FIFA Corruption: Banned Jeffrey Webb Pleads Not Guilty
FILE – In this May 23, 2012, file photo, newly elected president of CONCACAF , right, talks to President Sepp Blatter as they arrive at the meeting of the Confederation of North, Central American and Caribbean Association Football prior to the two-day congress of in Budapest, Hungary. Webb has been extradited to the United States following his arrest in Switzerland on racketeering and bribery charges filed by American prosecutors. The Swiss Federal Office of Justice said Thursday, July 16, 2015, the man was extradited a day earlier after 50 days of detention. U.S. authorities have said more indictments could follow, and President Sepp Blatter is a target of the widening case. (Szilard Koszticsak/MTI via AP, File)

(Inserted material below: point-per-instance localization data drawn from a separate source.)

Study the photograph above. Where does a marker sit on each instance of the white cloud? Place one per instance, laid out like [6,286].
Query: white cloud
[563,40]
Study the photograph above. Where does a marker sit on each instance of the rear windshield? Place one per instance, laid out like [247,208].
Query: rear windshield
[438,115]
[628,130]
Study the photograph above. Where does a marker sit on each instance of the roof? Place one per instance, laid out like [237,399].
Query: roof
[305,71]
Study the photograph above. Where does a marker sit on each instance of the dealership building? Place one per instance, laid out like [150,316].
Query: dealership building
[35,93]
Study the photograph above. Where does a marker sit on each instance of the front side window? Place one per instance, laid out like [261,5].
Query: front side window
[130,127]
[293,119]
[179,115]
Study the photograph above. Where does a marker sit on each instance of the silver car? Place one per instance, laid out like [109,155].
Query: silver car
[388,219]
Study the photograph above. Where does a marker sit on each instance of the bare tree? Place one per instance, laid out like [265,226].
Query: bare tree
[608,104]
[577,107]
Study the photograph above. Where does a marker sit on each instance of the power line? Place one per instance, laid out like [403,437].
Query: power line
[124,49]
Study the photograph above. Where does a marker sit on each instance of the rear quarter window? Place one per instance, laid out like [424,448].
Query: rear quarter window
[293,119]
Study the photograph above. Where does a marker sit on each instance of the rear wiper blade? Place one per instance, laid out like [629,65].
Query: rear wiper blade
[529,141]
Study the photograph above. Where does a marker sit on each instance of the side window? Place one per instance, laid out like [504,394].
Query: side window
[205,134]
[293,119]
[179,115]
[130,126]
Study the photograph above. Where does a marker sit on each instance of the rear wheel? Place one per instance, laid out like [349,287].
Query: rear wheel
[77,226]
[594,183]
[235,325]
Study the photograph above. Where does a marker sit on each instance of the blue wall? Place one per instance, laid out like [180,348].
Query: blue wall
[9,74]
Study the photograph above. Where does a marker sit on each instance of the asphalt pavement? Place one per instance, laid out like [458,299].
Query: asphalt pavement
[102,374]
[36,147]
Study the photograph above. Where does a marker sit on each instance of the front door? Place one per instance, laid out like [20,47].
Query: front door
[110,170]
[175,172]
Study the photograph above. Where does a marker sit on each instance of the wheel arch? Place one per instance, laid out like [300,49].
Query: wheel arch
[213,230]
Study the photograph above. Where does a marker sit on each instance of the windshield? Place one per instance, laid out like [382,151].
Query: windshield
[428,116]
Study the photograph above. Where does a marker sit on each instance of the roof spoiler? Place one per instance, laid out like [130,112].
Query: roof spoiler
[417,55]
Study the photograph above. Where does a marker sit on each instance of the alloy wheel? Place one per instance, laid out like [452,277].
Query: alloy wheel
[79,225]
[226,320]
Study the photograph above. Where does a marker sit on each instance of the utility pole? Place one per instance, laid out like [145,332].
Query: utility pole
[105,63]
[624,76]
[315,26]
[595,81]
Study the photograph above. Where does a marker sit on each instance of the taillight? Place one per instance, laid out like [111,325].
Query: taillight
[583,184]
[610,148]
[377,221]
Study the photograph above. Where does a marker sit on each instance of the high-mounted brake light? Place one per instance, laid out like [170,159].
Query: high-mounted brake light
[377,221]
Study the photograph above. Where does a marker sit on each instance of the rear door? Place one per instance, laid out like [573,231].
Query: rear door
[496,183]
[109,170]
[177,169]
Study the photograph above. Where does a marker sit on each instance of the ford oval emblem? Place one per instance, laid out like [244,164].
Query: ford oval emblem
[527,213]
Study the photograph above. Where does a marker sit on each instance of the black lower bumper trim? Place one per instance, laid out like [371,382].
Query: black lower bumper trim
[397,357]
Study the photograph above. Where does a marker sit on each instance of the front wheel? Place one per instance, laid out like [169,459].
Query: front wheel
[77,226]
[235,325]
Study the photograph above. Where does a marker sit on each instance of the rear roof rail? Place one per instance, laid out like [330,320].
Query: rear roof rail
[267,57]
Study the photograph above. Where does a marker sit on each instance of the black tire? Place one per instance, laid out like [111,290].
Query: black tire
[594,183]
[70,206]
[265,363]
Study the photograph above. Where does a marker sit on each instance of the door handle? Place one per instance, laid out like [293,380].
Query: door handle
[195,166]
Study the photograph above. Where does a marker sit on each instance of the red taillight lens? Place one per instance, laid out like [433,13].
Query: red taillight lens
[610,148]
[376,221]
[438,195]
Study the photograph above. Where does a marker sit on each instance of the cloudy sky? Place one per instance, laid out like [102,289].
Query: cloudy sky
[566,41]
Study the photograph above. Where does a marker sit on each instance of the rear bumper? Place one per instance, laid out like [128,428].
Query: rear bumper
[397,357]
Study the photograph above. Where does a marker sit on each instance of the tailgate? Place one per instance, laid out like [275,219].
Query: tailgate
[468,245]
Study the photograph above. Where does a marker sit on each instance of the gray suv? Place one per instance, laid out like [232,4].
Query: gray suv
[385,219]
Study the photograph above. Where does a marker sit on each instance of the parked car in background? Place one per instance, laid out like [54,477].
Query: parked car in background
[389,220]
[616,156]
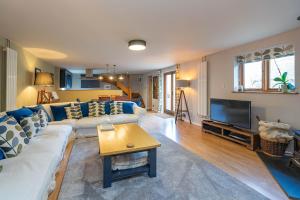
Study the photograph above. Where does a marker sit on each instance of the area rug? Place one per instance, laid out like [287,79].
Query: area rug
[287,177]
[180,175]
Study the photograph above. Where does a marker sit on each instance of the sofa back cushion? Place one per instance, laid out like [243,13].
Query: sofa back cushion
[12,137]
[128,108]
[116,108]
[74,112]
[84,106]
[96,109]
[20,113]
[37,108]
[58,111]
[2,154]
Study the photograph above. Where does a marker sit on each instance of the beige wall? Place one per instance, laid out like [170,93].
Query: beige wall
[26,91]
[220,82]
[85,95]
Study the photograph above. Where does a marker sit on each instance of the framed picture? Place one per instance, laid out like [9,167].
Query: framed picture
[107,87]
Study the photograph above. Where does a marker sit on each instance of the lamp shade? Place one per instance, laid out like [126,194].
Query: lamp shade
[182,83]
[44,78]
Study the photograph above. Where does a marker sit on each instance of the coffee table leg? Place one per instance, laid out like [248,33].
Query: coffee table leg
[107,171]
[152,162]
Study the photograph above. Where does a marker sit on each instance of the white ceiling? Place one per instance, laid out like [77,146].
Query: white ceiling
[93,33]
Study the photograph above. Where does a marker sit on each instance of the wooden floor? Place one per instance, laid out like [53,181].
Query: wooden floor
[232,158]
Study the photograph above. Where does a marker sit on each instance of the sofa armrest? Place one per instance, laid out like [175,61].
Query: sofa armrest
[139,111]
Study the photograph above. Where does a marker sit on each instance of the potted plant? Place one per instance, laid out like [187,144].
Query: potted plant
[284,84]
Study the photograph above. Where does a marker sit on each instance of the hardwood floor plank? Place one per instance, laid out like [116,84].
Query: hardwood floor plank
[59,176]
[232,158]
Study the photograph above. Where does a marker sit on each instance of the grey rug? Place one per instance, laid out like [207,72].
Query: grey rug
[180,175]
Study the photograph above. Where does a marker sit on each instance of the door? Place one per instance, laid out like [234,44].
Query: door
[149,102]
[169,92]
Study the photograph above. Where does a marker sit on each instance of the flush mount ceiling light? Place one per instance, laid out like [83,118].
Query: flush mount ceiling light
[137,45]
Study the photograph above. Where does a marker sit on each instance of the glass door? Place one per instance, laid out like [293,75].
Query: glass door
[169,92]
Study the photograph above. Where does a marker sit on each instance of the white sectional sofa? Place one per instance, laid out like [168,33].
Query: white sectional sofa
[86,126]
[31,174]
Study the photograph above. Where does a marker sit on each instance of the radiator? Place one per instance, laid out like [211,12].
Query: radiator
[11,78]
[202,90]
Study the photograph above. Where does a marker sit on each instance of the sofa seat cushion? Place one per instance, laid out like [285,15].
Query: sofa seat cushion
[69,122]
[29,176]
[123,118]
[92,122]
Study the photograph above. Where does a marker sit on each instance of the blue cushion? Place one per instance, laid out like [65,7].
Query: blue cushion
[84,109]
[20,113]
[59,112]
[107,107]
[40,107]
[128,107]
[2,154]
[3,118]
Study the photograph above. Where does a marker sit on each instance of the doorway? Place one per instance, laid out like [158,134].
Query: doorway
[169,92]
[149,102]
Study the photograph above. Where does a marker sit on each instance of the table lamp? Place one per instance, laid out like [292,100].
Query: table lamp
[44,79]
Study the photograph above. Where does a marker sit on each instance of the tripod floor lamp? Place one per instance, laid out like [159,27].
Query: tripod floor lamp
[181,84]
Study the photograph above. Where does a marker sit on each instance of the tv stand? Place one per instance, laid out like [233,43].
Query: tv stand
[243,137]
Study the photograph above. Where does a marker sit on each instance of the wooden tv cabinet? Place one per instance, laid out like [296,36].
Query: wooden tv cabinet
[243,137]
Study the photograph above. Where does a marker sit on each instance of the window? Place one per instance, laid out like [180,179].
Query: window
[252,75]
[256,71]
[280,65]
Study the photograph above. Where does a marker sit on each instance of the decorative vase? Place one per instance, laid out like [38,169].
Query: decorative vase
[284,89]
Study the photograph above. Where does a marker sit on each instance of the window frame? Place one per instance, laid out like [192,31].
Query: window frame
[265,78]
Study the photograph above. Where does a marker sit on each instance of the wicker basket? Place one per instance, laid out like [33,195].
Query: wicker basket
[273,148]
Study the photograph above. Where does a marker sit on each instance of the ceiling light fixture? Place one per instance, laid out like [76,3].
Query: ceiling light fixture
[137,45]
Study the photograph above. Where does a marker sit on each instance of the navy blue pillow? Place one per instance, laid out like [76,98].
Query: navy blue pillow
[59,112]
[128,107]
[3,118]
[40,107]
[20,113]
[107,107]
[2,154]
[84,109]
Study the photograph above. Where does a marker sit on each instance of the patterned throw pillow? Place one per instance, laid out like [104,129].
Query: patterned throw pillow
[116,108]
[12,137]
[43,118]
[31,125]
[96,109]
[73,112]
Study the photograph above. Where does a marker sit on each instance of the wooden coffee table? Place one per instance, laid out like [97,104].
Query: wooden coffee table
[126,139]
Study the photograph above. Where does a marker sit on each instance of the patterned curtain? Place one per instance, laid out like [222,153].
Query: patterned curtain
[266,54]
[160,92]
[177,90]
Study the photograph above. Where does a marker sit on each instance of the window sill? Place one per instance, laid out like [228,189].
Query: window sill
[266,92]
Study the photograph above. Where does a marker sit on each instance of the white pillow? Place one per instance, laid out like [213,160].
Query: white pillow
[31,125]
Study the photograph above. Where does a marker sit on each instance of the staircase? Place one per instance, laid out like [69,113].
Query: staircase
[133,96]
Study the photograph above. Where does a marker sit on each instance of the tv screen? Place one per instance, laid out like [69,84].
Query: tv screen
[232,112]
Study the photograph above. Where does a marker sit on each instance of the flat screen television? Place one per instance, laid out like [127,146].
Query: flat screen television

A former top FIFA official pleaded not guilty Saturday to racketeering and bribery charges in a corruption case aimed at soccer’s governing body that has sent shock waves through the sport.

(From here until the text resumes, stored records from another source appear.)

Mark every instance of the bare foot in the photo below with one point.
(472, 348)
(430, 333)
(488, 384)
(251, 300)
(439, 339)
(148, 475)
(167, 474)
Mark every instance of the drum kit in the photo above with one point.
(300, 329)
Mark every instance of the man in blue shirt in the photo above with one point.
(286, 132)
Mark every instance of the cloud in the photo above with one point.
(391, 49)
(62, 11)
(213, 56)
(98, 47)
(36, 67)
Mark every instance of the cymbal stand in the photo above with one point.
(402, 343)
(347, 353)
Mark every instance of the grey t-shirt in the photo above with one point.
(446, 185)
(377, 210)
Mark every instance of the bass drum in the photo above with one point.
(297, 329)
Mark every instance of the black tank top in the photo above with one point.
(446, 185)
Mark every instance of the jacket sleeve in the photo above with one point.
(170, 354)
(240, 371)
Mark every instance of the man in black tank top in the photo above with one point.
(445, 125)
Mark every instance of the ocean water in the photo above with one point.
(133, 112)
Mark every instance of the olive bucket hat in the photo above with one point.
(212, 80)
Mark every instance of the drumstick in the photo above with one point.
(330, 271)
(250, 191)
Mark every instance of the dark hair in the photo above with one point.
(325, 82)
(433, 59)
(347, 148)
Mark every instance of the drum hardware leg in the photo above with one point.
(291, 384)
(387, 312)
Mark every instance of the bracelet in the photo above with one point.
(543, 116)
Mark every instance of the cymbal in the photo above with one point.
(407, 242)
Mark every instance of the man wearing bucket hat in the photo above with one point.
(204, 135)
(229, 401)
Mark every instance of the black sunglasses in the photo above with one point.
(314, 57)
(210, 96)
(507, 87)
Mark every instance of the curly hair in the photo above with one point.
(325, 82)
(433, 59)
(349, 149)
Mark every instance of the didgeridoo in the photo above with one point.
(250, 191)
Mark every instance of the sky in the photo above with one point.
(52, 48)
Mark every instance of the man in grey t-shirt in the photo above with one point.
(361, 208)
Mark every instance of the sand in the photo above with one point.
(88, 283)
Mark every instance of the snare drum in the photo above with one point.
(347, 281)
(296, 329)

Jeffrey Webb was released on $10 million bond following his arraignment in federal court. His lawyer, Edward O’Callaghan, did not comment after the hearing.

Webb, 50, was among seven FIFA officials detained in Switzerland. The rest are fighting extradition.

Webb will be required to stay within 20 miles of the federal courthouse in Brooklyn and wear an electronic monitoring device as conditions of his release. He surrendered three passports — two from the United Kingdom and one from the Cayman Islands.

Webb’s bond was secured by 10 different people including his wife and her parents, who were in the courtroom. He did not speak except to say “Yes, your honor” when the judge asked if he understood the charges.

Prosecutors allege the defendants plotted to pay bribes of more than $150 million — tied to the award of broadcasting and hosting rights for the World Cup and other tournaments — over a 24-year period.

Following the indictment, Webb received a provisional ban and was replaced as the FIFA vice president from the North and Central American and Caribbean region. Webb was also president of CONCACAF, the regional governing body for North America, Central America and the Caribbean.

A total of 14 men — nine soccer officials and five marketing executives — were indicted by the U.S. Justice Department in May, including former FIFA vice president Jack Warner, who is resisting extradition from Trinidad and Tobago.

Webb promised reform when he was elected in 2012 to succeed Warner as president of CONCACAF.